I tried to improve the WGAN’s images, using another deep learning tool: super resolution. This amazing technique is used to solve the seemingly impossible task of converting images from low resolution to high resolution. It is achieved by taking downgraded versions of a large dataset of high resolution images, then training a neural network to reproduce a high-res version from the corresponding low-res input. A super resolution network is able to learn about certain properties of the world, for example, it converts jagged curves into smooth ones – a feature I’d hoped might be useful for making wheels look rounder.

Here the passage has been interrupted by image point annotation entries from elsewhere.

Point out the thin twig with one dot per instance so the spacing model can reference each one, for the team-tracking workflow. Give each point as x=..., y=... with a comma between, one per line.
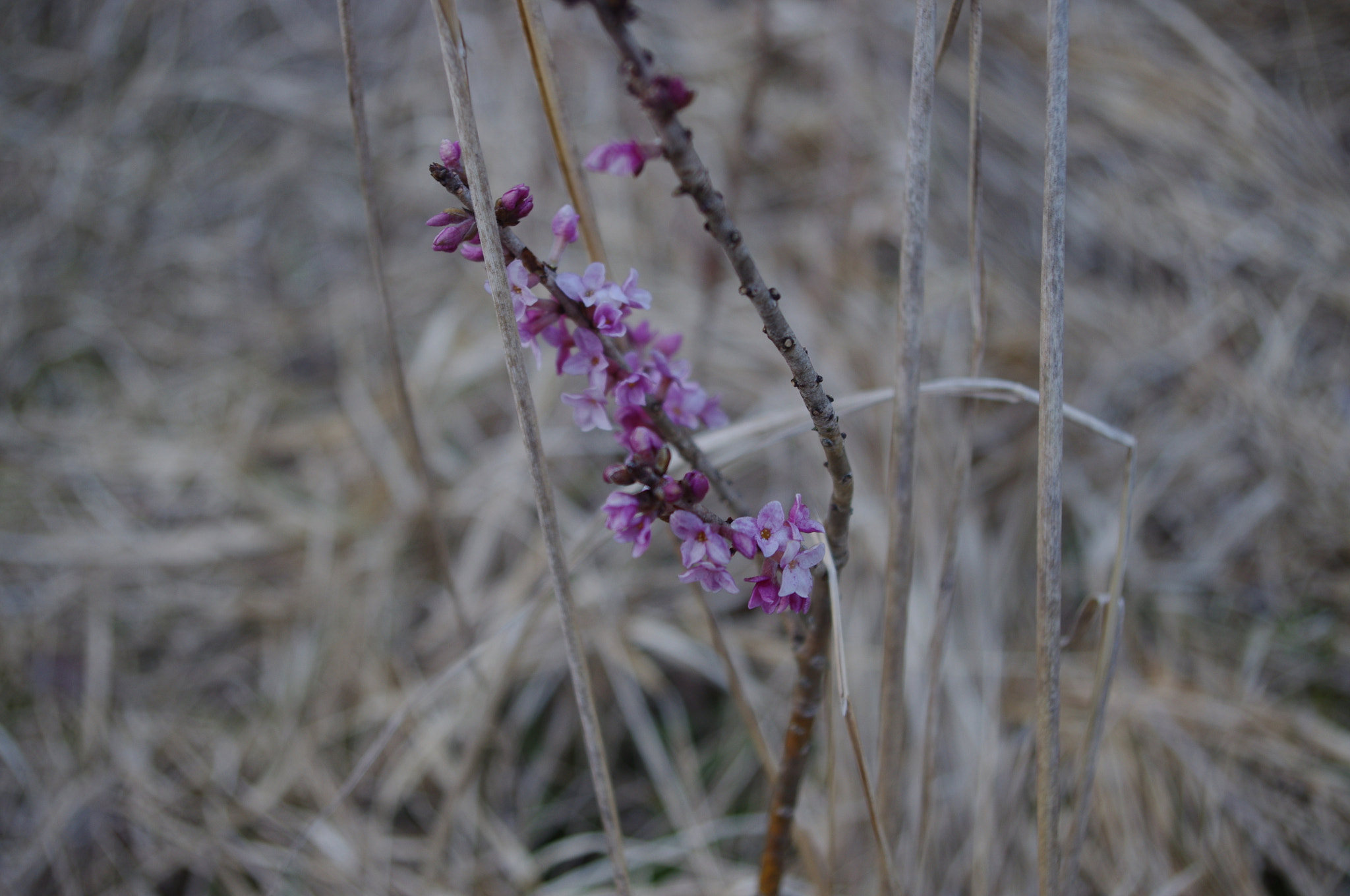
x=550, y=94
x=1109, y=651
x=678, y=148
x=962, y=466
x=454, y=53
x=899, y=562
x=1051, y=454
x=357, y=100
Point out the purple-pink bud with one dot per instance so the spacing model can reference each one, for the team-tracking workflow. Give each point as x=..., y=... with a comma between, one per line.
x=671, y=490
x=697, y=485
x=565, y=223
x=514, y=206
x=668, y=95
x=617, y=474
x=452, y=157
x=624, y=158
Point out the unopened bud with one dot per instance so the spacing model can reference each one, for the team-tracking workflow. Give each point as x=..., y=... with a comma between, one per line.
x=617, y=475
x=695, y=484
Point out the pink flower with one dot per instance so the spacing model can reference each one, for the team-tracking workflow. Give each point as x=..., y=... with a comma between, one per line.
x=624, y=517
x=797, y=565
x=455, y=226
x=800, y=520
x=623, y=157
x=589, y=360
x=769, y=530
x=515, y=206
x=712, y=576
x=635, y=387
x=589, y=409
x=608, y=319
x=701, y=540
x=633, y=294
x=695, y=485
x=471, y=248
x=684, y=403
x=565, y=231
x=591, y=287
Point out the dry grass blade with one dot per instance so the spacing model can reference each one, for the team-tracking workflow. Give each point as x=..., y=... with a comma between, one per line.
x=1109, y=651
x=962, y=466
x=1051, y=455
x=840, y=671
x=454, y=53
x=899, y=563
x=550, y=94
x=357, y=100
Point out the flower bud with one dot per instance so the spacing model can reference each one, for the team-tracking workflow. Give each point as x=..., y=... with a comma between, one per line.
x=617, y=474
x=514, y=206
x=452, y=157
x=695, y=485
x=671, y=490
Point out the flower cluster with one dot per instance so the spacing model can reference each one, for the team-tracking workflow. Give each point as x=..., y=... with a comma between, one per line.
x=647, y=378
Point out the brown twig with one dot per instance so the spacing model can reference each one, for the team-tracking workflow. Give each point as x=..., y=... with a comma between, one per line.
x=454, y=53
x=677, y=144
x=899, y=562
x=357, y=100
x=678, y=436
x=678, y=149
x=1051, y=454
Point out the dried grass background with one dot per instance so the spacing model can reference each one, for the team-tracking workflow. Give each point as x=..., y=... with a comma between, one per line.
x=215, y=584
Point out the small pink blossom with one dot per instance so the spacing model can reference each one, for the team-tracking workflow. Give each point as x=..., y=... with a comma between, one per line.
x=712, y=576
x=633, y=294
x=591, y=287
x=701, y=540
x=800, y=520
x=589, y=409
x=565, y=231
x=684, y=403
x=695, y=485
x=624, y=517
x=770, y=529
x=589, y=360
x=609, y=319
x=624, y=158
x=797, y=565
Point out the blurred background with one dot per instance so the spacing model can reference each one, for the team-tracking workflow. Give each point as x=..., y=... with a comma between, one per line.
x=216, y=586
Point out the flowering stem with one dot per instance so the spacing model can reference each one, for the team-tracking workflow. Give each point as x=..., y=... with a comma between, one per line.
x=668, y=430
x=678, y=149
x=457, y=72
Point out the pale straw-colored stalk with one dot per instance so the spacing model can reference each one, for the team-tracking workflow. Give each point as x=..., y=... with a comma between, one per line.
x=1051, y=454
x=962, y=464
x=357, y=100
x=550, y=94
x=454, y=53
x=1109, y=650
x=899, y=562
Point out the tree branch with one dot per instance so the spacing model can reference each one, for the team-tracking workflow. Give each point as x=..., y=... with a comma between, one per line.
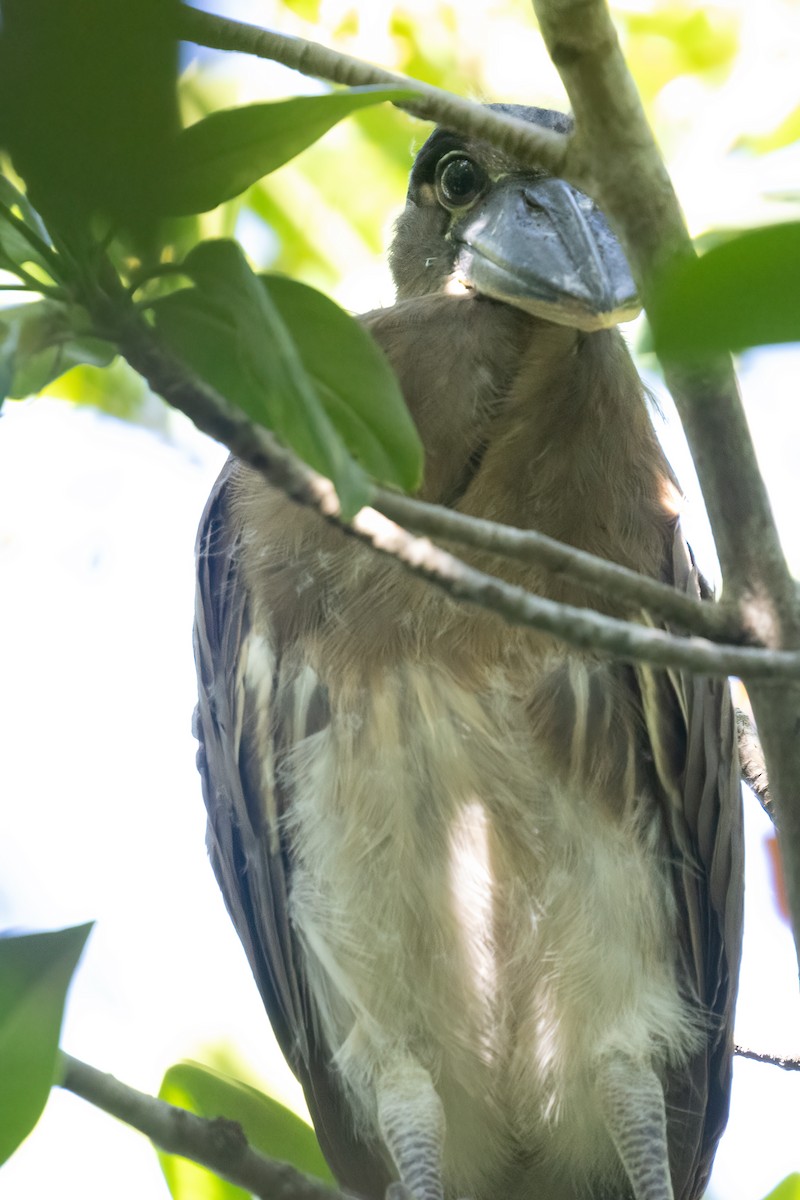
x=218, y=1144
x=578, y=627
x=773, y=1060
x=618, y=151
x=525, y=142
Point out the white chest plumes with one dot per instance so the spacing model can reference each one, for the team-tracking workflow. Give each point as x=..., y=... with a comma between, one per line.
x=489, y=887
x=461, y=907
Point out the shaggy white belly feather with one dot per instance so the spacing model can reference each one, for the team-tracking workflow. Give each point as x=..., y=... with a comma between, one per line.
x=464, y=911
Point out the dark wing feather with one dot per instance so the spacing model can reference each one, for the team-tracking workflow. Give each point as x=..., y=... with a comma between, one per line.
x=244, y=802
x=691, y=726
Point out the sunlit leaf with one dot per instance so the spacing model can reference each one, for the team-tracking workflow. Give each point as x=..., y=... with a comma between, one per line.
x=35, y=973
x=230, y=334
x=788, y=1189
x=223, y=154
x=269, y=1126
x=88, y=103
x=38, y=342
x=744, y=292
x=306, y=9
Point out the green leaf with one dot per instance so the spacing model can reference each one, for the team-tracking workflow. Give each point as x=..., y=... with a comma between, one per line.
x=223, y=154
x=35, y=973
x=354, y=379
x=744, y=292
x=269, y=1126
x=88, y=106
x=788, y=1189
x=41, y=341
x=232, y=335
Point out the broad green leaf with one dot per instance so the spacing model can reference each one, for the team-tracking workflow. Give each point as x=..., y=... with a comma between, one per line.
x=788, y=1189
x=88, y=107
x=355, y=382
x=744, y=292
x=269, y=1126
x=35, y=973
x=220, y=156
x=40, y=341
x=232, y=335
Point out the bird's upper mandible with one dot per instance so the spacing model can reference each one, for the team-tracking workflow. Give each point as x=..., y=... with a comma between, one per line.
x=489, y=886
x=476, y=221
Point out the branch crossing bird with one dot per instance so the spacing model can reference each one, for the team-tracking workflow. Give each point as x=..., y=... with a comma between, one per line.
x=489, y=886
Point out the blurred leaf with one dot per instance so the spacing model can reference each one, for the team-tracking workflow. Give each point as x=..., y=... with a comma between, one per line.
x=355, y=382
x=269, y=1126
x=88, y=103
x=220, y=156
x=35, y=973
x=232, y=335
x=701, y=39
x=744, y=292
x=788, y=1189
x=308, y=10
x=40, y=341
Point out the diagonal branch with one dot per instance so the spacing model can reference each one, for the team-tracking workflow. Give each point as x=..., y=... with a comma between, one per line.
x=220, y=1144
x=579, y=627
x=773, y=1060
x=525, y=142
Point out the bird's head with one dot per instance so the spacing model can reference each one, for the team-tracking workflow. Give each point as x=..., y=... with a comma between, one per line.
x=476, y=222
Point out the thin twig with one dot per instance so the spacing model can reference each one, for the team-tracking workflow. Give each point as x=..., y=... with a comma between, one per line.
x=218, y=1144
x=619, y=154
x=773, y=1060
x=578, y=627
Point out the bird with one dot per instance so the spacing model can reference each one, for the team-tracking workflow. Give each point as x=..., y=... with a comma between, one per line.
x=489, y=886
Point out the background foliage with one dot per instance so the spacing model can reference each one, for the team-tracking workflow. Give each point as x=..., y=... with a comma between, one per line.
x=720, y=84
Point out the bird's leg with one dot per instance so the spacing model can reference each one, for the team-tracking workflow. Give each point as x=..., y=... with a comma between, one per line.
x=633, y=1107
x=411, y=1123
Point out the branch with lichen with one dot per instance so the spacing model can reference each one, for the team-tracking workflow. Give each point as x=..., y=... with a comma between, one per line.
x=218, y=1144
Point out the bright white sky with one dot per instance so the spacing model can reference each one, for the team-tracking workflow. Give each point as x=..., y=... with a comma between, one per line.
x=100, y=802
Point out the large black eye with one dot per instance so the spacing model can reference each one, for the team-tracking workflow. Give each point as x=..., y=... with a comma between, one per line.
x=458, y=180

Example of a super resolution network on real photographs

Unfortunately, my super resolution experiments did not lead to the improvement I’d hoped for. Two possible explanations are that a) the fake images were not low-res photos and b) the network had been trained on many types of images other than bicycles with white backgrounds.

Example of super resolution network on a fake bicycle image

In the end I was pretty happy with the best of the 64×64 images shown above. They are at least as good as something I could draw by hand. This is an impressive example of unsupervised learning. The trained network is able to use some learned notion of what a bicycle looks like in order to produce new images that possess similar properties. With more time and training, I’m sure the WGAN could be improved, perhaps to the point where the images might provide creative inspiration for new bike designs.

References

Goodfellow, I. J., Pouget-Abadie, J., Mirza, M., Xu, B., Warde-Farley, D., Ozair, S., … Bengio, Y. (2014). Generative Adversarial Networks.

Arjovsky, M., Chintala, S., & Bottou, L. (2017). Wasserstein GAN.

Johnson, J., Alahi, A., & Fei-Fei, L. (2016). Perceptual Losses for Real-Time Style Transfer and Super-Resolution.